Он отвлекся на громкий смех и одобрительные выкрики и увидел на фоне Колизея жениха и невесту. Приглашенные пытались рассмешить застывших с торжественным выражением лица новобрачных. Фотограф то подбегал к ним, то опять отскакивал, целился объективом, потом опять подпрыгивал. Он отвернулся и увидел грязную засаленную куртку уходившей рыжеволосой женщины, волочившей за собой уже пустой черный мешок.
Лежа в гостиничном номере, он опять подумал о том, что эта рыжеволосая женщина так же вечна, как и Колизей. И от этой мысли вновь стало жутко. И еще оттого, что среди всего увиденного сегодня, запомнилась именно она. На какое-то мгновение ему даже показалось, что все дело лишь в том, что не было в ней ни надоедливой праздности и суетливого любопытства туристов, ни предпраздничного воодушевления горожан. Однако охватившая его непонятная тоска вдруг пронзила все тело мыслью о том, что несмотря на глобальность мировых проблем, продолжающиеся по всему миру вооруженные противостояния, ухудшающееся состояние экологии и экономические кризисы, эта женщина будет приходить к Колизею и продолжать кормить котов. В то время как он, Нариман Сабирли, будет неизменно вставать каждое утро, идти на работу в институт, а вечером возвращаться к себе домой с тем, чтобы лечь на свою узкую кровать. И так изо дня в день.

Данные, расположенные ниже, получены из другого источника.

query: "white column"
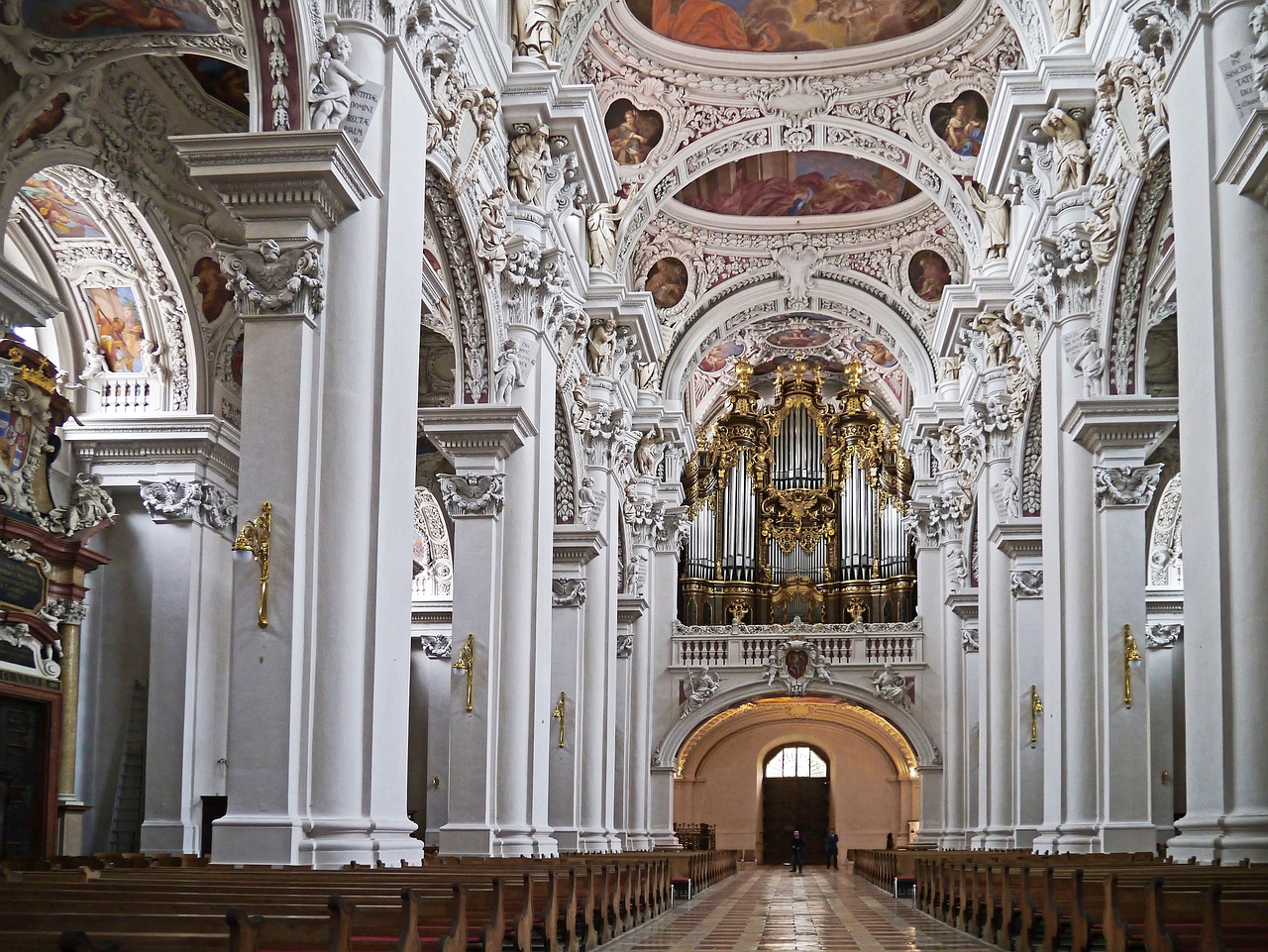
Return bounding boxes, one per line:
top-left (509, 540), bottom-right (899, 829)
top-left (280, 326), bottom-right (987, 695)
top-left (418, 404), bottom-right (535, 856)
top-left (577, 375), bottom-right (629, 853)
top-left (991, 518), bottom-right (1043, 849)
top-left (173, 130), bottom-right (387, 865)
top-left (1033, 270), bottom-right (1100, 853)
top-left (137, 476), bottom-right (234, 853)
top-left (1065, 397), bottom-right (1176, 852)
top-left (617, 476), bottom-right (665, 849)
top-left (973, 367), bottom-right (1018, 849)
top-left (548, 526), bottom-right (606, 853)
top-left (1168, 0), bottom-right (1268, 863)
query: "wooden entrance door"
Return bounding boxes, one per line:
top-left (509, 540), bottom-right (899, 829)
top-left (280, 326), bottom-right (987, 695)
top-left (0, 694), bottom-right (51, 858)
top-left (762, 777), bottom-right (828, 866)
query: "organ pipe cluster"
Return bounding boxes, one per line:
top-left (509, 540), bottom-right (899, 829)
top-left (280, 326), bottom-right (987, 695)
top-left (679, 359), bottom-right (915, 625)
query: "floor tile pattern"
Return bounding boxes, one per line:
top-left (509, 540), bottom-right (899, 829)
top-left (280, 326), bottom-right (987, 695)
top-left (605, 866), bottom-right (992, 952)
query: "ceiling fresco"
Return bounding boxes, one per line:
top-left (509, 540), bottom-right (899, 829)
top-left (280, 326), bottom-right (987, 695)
top-left (696, 312), bottom-right (906, 405)
top-left (628, 0), bottom-right (960, 53)
top-left (676, 153), bottom-right (919, 218)
top-left (22, 0), bottom-right (219, 40)
top-left (180, 54), bottom-right (250, 115)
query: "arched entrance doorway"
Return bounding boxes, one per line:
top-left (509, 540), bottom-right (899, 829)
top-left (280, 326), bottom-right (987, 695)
top-left (762, 744), bottom-right (830, 865)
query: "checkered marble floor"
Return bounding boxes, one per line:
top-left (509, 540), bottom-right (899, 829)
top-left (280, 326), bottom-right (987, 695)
top-left (605, 866), bottom-right (993, 952)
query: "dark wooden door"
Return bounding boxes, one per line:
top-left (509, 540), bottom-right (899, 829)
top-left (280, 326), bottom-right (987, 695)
top-left (0, 694), bottom-right (50, 858)
top-left (762, 777), bottom-right (828, 865)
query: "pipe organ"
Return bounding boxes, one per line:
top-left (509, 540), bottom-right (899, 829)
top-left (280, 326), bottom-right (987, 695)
top-left (679, 359), bottom-right (915, 625)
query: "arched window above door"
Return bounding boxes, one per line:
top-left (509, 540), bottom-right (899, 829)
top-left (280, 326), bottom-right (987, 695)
top-left (764, 744), bottom-right (828, 777)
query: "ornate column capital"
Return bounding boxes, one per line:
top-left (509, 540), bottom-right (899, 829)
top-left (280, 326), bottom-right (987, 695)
top-left (140, 476), bottom-right (237, 531)
top-left (1145, 622), bottom-right (1185, 649)
top-left (1008, 570), bottom-right (1043, 598)
top-left (439, 473), bottom-right (506, 518)
top-left (1092, 463), bottom-right (1163, 509)
top-left (551, 579), bottom-right (585, 608)
top-left (625, 499), bottom-right (665, 549)
top-left (656, 506), bottom-right (691, 555)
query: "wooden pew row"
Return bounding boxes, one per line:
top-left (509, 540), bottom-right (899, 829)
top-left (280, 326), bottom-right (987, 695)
top-left (893, 853), bottom-right (1268, 952)
top-left (0, 854), bottom-right (714, 952)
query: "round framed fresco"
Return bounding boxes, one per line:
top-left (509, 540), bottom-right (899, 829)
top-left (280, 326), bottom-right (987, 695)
top-left (643, 258), bottom-right (687, 308)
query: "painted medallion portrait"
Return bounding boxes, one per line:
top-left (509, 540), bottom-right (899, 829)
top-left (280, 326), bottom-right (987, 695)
top-left (0, 407), bottom-right (31, 473)
top-left (85, 287), bottom-right (146, 372)
top-left (22, 172), bottom-right (105, 239)
top-left (603, 99), bottom-right (665, 164)
top-left (676, 153), bottom-right (916, 218)
top-left (929, 90), bottom-right (991, 159)
top-left (643, 258), bottom-right (687, 308)
top-left (628, 0), bottom-right (960, 53)
top-left (22, 0), bottom-right (219, 40)
top-left (906, 249), bottom-right (951, 304)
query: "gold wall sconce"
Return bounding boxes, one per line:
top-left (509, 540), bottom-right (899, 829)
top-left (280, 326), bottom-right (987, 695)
top-left (551, 690), bottom-right (568, 749)
top-left (234, 502), bottom-right (272, 627)
top-left (454, 633), bottom-right (476, 713)
top-left (1122, 625), bottom-right (1141, 707)
top-left (1031, 685), bottom-right (1043, 747)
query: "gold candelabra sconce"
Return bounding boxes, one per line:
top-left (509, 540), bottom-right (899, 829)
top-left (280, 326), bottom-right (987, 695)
top-left (234, 502), bottom-right (272, 627)
top-left (454, 634), bottom-right (476, 713)
top-left (551, 690), bottom-right (568, 749)
top-left (1031, 685), bottom-right (1043, 747)
top-left (1122, 625), bottom-right (1141, 707)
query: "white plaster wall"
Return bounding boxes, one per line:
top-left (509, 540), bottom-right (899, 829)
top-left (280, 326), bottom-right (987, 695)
top-left (674, 722), bottom-right (918, 851)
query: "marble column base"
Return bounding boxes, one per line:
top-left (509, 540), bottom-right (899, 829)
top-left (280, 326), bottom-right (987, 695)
top-left (1101, 822), bottom-right (1158, 853)
top-left (212, 814), bottom-right (304, 866)
top-left (141, 820), bottom-right (195, 853)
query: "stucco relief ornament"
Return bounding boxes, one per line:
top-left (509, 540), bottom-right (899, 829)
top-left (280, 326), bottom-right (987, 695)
top-left (873, 665), bottom-right (913, 711)
top-left (141, 476), bottom-right (237, 529)
top-left (221, 239), bottom-right (326, 314)
top-left (585, 196), bottom-right (634, 272)
top-left (762, 641), bottom-right (833, 697)
top-left (439, 473), bottom-right (506, 518)
top-left (1145, 624), bottom-right (1185, 648)
top-left (683, 665), bottom-right (721, 717)
top-left (1008, 570), bottom-right (1043, 598)
top-left (1092, 463), bottom-right (1163, 509)
top-left (965, 181), bottom-right (1013, 264)
top-left (577, 476), bottom-right (607, 529)
top-left (308, 33), bottom-right (366, 131)
top-left (476, 187), bottom-right (506, 277)
top-left (1061, 325), bottom-right (1106, 397)
top-left (49, 473), bottom-right (118, 536)
top-left (551, 579), bottom-right (585, 608)
top-left (947, 549), bottom-right (969, 592)
top-left (1038, 108), bottom-right (1092, 193)
top-left (506, 124), bottom-right (551, 205)
top-left (493, 340), bottom-right (536, 403)
top-left (422, 635), bottom-right (454, 658)
top-left (1050, 0), bottom-right (1091, 44)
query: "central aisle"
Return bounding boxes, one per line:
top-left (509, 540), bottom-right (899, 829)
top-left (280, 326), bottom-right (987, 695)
top-left (605, 866), bottom-right (993, 952)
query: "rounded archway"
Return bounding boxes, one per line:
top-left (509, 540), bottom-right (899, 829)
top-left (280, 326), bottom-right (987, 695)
top-left (674, 697), bottom-right (920, 862)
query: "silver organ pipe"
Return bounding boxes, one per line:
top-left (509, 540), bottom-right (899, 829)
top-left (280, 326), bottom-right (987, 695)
top-left (684, 363), bottom-right (914, 624)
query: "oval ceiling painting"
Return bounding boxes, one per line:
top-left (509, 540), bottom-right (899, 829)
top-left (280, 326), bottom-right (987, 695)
top-left (676, 153), bottom-right (919, 218)
top-left (626, 0), bottom-right (960, 53)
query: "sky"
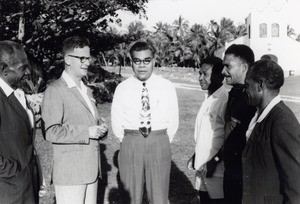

Он вдруг ужаснулся собственной никчемности, обнаружив, что даже эта полоумная оборванная женщина делает что-то более полезное, чем он. Тщательно запрятанные от самого себя обида, боль, недоумение и бессилие тупиковой ситуации, в которой он жил последние двенадцать лет вдруг встали над ним противной старухой с копной грязных нечесаных рыжих волос, замахав видеолентами военной хроники, историческими документами, списками жертв, фотографиями изуродованных трупов, окровавленными детскими игрушками. Поплыли перед глазами могильные плиты, с которых взглянули на него с упреком высеченные на мраморе лица молодых пареньков, и закричала истошно соседка Сара, оплакивая единственного сына, не вслушиваясь в свое черное счастье, шептавшее ей над ухом голосами близких, что хотя бы нашли, привезли, а значит можно будет похоронить и будет куда ходить и оплакивать.
Нариман закрыл лицо руками и в первый раз, не стесняясь никого, громко навзрыд заплакал так, как не подобает плакать мужчинам. Лежа на гостиничной койке в Риме, он в голос оплакивал собственную бесполезность, пытаясь заглушить охвативший его жгучий стыд, признаваясь себе самому в том, что занимается никому ненужным делом, заполняя однообразную жизнь противостоянию мышиной возне идрисовых. Выплакавшись, он уткнулся лицом в подушку и, все еще обиженно всхлипывая, забылся сном.